Tokyo prosecutors in a statement Thursday said that one of the former premier’s aides has been summarily indicted — a move that could lead to a fine of up to about $10,000 — for failing to record financial details relating to the use of the funds.
The scandal over the gatherings held at a Tokyo hotel the night before an annual publicly funded cherry blossom viewing party has tarnished the image of current Prime Minister Yoshihide Suga, who served as Abe’s right-hand man throughout his record term of almost eight consecutive years in office.

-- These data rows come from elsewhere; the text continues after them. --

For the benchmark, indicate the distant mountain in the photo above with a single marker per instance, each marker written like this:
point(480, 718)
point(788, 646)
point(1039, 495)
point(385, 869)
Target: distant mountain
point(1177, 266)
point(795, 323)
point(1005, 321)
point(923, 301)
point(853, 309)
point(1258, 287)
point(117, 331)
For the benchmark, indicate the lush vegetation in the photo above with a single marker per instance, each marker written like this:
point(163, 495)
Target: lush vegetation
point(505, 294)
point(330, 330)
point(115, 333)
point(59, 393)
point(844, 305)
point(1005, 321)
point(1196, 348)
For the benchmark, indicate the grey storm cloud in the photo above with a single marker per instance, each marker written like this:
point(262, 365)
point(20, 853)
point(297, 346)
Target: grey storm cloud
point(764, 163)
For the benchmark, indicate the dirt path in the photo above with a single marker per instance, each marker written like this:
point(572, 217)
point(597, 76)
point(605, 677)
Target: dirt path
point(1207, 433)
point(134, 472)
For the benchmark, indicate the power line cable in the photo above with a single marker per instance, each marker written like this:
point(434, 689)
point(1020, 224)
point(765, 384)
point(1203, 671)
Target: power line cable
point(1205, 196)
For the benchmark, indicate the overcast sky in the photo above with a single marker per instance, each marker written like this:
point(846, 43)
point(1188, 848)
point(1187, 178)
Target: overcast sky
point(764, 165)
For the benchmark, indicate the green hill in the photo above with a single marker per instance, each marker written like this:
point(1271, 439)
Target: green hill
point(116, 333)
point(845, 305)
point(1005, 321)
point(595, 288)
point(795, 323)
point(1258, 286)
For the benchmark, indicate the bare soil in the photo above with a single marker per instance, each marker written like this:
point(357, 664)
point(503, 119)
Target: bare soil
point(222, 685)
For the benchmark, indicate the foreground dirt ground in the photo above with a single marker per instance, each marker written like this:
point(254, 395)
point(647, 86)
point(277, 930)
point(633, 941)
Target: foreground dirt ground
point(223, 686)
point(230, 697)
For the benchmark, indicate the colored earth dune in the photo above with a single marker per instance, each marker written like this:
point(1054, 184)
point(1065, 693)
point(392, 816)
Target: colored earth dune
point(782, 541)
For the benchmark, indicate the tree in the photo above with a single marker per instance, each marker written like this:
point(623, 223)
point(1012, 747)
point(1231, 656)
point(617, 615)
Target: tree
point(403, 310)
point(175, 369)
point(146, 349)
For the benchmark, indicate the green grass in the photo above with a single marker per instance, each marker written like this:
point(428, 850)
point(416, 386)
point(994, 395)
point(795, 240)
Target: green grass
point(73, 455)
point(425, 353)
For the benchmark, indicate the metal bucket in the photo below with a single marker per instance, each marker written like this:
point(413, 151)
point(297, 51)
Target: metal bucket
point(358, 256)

With less than a year to go before the next election must be called, Suga, who defended Abe over the allegations, has seen his support slump due to the scandal and diminishing public confidence over his handling of the pandemic.

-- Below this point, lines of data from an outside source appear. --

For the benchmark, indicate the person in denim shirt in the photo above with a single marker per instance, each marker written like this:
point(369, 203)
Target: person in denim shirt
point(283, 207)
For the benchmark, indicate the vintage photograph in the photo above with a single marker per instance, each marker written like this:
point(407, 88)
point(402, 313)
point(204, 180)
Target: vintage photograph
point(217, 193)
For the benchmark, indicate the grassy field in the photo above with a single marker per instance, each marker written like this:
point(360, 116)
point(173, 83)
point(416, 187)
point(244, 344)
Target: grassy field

Voter support tumbled to 39% in a December survey by the Asahi newspaper, compared with 56% a month earlier.
Abe, who stepped down in September for health reasons, has repeatedly denied any wrongdoing over the gatherings. He may be summoned to parliament Friday to face questions over the issue, Kyodo news said. Staff at Abe’s office declined to comment on the matter.
Toward the end of 2019, then premier Abe faced stiff questioning in parliament from opposition members over the blossom parties. Kyodo and other Japanese media outlets reported that Abe submitted to voluntary questioning by prosecutors Monday.
While it is highly unusual for a former Japanese prime minister to be convicted of a crime, Kakuei Tanaka was convicted on bribery charges in the Lockheed case in 1983. The former premier received a prison sentence, but died while his case was still on appeal.